Emphasis mine. I don't know if Mises ever attacked drug prohibition, but, if a principle is valid, it extends to hard cases. More Boudreaux:
Drug traffickers don’t tell government authorities about their illegal activities. And there are no victims to complain. Seldom is there a participant in a drug deal who has an interest in reporting it. This fact distinguishes drug selling (and other victimless “crimes”) from true crimes such as murder, rape, kidnapping, and robbery.

Because drug dealing involves only willing participants, drug warriors inevitably must guess whether or not an offense is occurring and who is committing it. Such guessing, of course, involves choosing targets according to their racial, sex, and age profiles.

The article explains what's wrong with that, in case you don't get it, and answers a couple more objections beyond what I'm showing. Here's one,
“Drug war” proponents often retort that without this social-engineering effort our society would descend into a grim incivility. They insist that with drug legalization our streets would teem with disgusting junkies and our storefronts would crassly advertise the sale of deadly narcotics.

For various reasons, I dispute these predictions. But let me assume here that these are valid. So what? Would a world with more wasted junkies and crass drug merchants be as vile as what we have now? Today, our prisons are chock-full of non-violent offenders. Our inner-city streets are battle zones. Young blacks and Hispanics are suspected criminals simply because they are young blacks and Hispanics. Our courts permit government to seize and keep properties that are merely suspected of having been associated with drug offenses. Many ill citizens cannot get the drugs they need to cure their illnesses or to relieve their suffering.

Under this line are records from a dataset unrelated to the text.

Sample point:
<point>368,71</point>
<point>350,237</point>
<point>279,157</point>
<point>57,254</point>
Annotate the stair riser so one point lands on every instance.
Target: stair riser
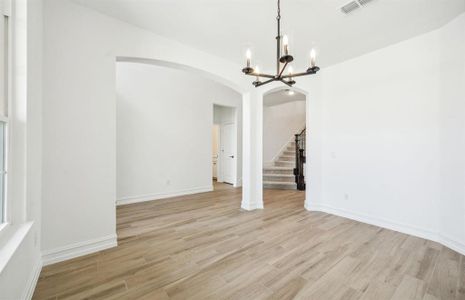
<point>284,164</point>
<point>279,187</point>
<point>278,178</point>
<point>286,158</point>
<point>280,172</point>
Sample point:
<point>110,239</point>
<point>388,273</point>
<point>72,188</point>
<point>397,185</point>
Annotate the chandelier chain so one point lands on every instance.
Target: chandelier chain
<point>279,10</point>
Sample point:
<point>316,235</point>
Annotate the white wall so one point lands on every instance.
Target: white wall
<point>164,131</point>
<point>79,127</point>
<point>280,124</point>
<point>393,136</point>
<point>452,132</point>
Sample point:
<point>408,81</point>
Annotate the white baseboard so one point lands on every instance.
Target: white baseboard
<point>32,281</point>
<point>158,196</point>
<point>392,225</point>
<point>78,249</point>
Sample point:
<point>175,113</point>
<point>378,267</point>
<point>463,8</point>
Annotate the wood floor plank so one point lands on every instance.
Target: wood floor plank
<point>205,247</point>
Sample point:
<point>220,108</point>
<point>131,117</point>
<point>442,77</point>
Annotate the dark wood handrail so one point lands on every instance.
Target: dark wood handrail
<point>300,157</point>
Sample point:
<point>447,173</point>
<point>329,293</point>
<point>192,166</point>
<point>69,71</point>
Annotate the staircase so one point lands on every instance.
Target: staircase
<point>281,174</point>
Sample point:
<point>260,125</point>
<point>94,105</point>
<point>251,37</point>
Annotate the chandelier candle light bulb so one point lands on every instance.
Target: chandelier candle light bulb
<point>286,45</point>
<point>248,55</point>
<point>312,58</point>
<point>282,61</point>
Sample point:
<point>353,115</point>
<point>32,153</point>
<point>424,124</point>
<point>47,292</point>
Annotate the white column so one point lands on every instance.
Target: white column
<point>252,150</point>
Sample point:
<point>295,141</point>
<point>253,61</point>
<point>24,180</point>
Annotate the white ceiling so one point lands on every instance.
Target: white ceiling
<point>282,96</point>
<point>227,27</point>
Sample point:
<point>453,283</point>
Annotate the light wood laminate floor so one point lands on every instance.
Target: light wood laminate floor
<point>204,247</point>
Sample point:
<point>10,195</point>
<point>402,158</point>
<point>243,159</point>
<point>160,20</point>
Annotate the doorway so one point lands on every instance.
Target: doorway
<point>224,144</point>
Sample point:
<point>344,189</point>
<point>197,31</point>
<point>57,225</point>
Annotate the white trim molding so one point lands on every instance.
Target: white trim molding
<point>32,281</point>
<point>158,196</point>
<point>78,249</point>
<point>392,225</point>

And U.S. Customs agents kidnap innocent young women and men, chain them to beds, pump laxatives down their throats, and inspect the contents of their stomachs.

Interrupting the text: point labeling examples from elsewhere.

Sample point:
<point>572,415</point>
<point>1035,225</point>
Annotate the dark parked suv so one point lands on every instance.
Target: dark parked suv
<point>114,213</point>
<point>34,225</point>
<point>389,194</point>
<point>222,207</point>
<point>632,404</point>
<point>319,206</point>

These and countless other consequences of the “war on drugs” are vastly more uncivil, grim, vile, degrading, unsightly, dangerous, costly, and immoral than even the worst-case scenario of widespread drug abuse.

The drug war is not like the abolition of slavery, which I have been cheering so much lately, because "drug dealing involves only willing participants." I believe that all harmful actions committed under the influence of drugs must be punished harshly (or, preferably, recompensed justly), but simple possession, use, trafficking, trading and producing intoxicants should not be illegal.